# Following Anniversary Engine #145



## printman2000 (Mar 18, 2011)

Starting this topic to follow #145. Please report locations and news in this thread.


----------



## printman2000 (Mar 18, 2011)




----------



## Tracktwentynine (Mar 18, 2011)

Have heard that 145 is at Wilmington waiting for the grand opening of the renovated station tomorrow.


----------



## printman2000 (Mar 19, 2011)

Tracktwentynine said:


> Have heard that 145 is at Wilmington waiting for the grand opening of the renovated station tomorrow.

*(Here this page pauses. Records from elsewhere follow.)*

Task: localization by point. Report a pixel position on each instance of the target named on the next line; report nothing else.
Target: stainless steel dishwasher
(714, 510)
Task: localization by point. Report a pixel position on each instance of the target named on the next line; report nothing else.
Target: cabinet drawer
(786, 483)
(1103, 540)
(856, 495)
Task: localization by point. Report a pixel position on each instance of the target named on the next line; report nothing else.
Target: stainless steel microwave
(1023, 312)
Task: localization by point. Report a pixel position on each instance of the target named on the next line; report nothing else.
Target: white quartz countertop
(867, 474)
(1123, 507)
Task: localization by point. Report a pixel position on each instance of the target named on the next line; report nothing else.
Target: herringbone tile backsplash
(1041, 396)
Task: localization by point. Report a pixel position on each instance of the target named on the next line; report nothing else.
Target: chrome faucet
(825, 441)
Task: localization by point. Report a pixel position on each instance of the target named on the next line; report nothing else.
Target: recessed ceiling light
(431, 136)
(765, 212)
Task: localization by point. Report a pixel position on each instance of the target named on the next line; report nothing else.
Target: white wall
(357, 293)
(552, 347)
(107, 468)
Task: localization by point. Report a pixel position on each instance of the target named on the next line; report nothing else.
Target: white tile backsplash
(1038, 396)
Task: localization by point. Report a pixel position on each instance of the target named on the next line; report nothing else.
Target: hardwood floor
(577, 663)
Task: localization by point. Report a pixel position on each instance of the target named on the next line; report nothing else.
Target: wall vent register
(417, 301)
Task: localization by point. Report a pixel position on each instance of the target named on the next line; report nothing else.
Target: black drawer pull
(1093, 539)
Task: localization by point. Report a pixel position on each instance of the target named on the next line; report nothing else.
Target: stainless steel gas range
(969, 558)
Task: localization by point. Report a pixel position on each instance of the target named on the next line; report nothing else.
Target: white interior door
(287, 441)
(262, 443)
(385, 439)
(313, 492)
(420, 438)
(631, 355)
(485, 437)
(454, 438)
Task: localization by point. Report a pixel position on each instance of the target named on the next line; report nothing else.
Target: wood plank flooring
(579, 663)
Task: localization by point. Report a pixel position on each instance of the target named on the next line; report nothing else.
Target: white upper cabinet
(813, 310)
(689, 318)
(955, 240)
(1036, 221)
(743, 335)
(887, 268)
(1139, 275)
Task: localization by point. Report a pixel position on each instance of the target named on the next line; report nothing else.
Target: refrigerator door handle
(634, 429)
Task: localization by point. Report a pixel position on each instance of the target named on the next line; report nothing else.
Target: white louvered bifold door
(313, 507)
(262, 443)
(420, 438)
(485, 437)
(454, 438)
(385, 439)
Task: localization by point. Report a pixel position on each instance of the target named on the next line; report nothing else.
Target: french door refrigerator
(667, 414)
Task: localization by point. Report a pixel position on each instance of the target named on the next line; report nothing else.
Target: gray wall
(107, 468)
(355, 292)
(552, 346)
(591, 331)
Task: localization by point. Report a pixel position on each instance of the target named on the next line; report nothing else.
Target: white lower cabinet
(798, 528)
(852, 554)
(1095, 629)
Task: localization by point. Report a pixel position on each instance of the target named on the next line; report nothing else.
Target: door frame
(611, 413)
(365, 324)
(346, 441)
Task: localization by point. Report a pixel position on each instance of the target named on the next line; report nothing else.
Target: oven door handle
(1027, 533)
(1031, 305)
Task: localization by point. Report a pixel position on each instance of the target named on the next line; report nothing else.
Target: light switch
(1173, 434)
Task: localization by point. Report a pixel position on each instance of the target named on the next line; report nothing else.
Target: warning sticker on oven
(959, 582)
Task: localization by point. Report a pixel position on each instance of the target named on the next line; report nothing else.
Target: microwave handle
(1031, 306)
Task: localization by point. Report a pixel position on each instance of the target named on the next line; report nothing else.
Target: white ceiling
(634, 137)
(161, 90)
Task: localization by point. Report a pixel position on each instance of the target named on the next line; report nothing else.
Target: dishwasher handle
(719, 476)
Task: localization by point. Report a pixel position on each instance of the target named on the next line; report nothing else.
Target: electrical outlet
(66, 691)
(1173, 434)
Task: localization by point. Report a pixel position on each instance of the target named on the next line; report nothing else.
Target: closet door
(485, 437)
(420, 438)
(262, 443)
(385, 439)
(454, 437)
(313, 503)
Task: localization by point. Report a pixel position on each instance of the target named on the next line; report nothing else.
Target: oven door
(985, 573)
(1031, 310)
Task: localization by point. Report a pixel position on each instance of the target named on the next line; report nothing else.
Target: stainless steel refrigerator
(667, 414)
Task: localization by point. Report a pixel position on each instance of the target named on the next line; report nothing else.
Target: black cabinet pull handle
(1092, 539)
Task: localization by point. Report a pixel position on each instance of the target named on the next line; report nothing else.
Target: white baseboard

Anyone have confirmation or seen pics?


----------



## jis (Mar 19, 2011)

printman2000 said:


> Tracktwentynine said:
> 
> 
> > Have heard that 145 is at Wilmington waiting for the grand opening of the renovated station tomorrow.
> ...


Piotr and Anthony saw it in Wilmington today.


----------



## printman2000 (Mar 21, 2011)

Read elsewhere that #145 should be on headed back to Washington DC this evening (21st) to get back into revenue service.


----------



## Ryan (Mar 21, 2011)

Any ideas on time (or where I might find out)? Love to get that one rolling through Odenton.


----------



## Tracktwentynine (Mar 24, 2011)

Any updates?


----------



## printman2000 (Mar 24, 2011)

Have not seen anything from any sources.


----------



## printman2000 (Mar 25, 2011)

Read a report that #145 is in Wilmington being prepped for the display train. This goes against everything else that I have heard. Everything else has said #822 will be on the display train and #145 is to roam the system. Unless #145 will be on the display train just at the beginning or just for Train Day.


----------



## PerRock (Mar 25, 2011)

all the anniversary engines are technically on display. However only one (ok, 2) is going to be on the Museum Train; that is unit 822 (and the F40PH). For NTD I suspect that the various Anniv P42s will be on display at various stations across the states. #822 & the museum train will be on display @ WAS, and then will tour the country (the whole train) stopping at various stations for people to tour it.

peter


----------



## printman2000 (Mar 25, 2011)

PerRock said:


> all the anniversary engines are technically on display. However only one (ok, 2) is going to be on the Museum Train; that is unit 822 (and the F40PH). For NTD I suspect that the various Anniv P42s will be on display at various stations across the states. #822 & the museum train will be on display @ WAS, and then will tour the country (the whole train) stopping at various stations for people to tour it.
> 
> peter


That is exactly what I have heard, up until today where someone reported what I stated. That 145 was prepping for THE display train.


----------



## PerRock (Mar 25, 2011)

my guess is that someone was just confused, and probably didn't know that #822 is also in phase III for the museum train. In all truefullness Amtrak hasn't said much about whats going to be happening with these engines.

peter


----------



## printman2000 (Apr 2, 2011)

Anyone heard anything new?


----------



## Acela150 (May 4, 2011)

145 was spoted at the Sanford AT Engine Terminal yesterday (5/3/11) So it should be on 52 right now or today (5/4/11).


----------



## PerRock (Jul 14, 2011)

184 (IV) left Chicago as a trailing unit on Train 3, the westbound Southwest Chief, this afternoon. The lead unit was 117, which, ironically, was the unit pictured for Phase IV in Amtrak's initial press release about the heritage program.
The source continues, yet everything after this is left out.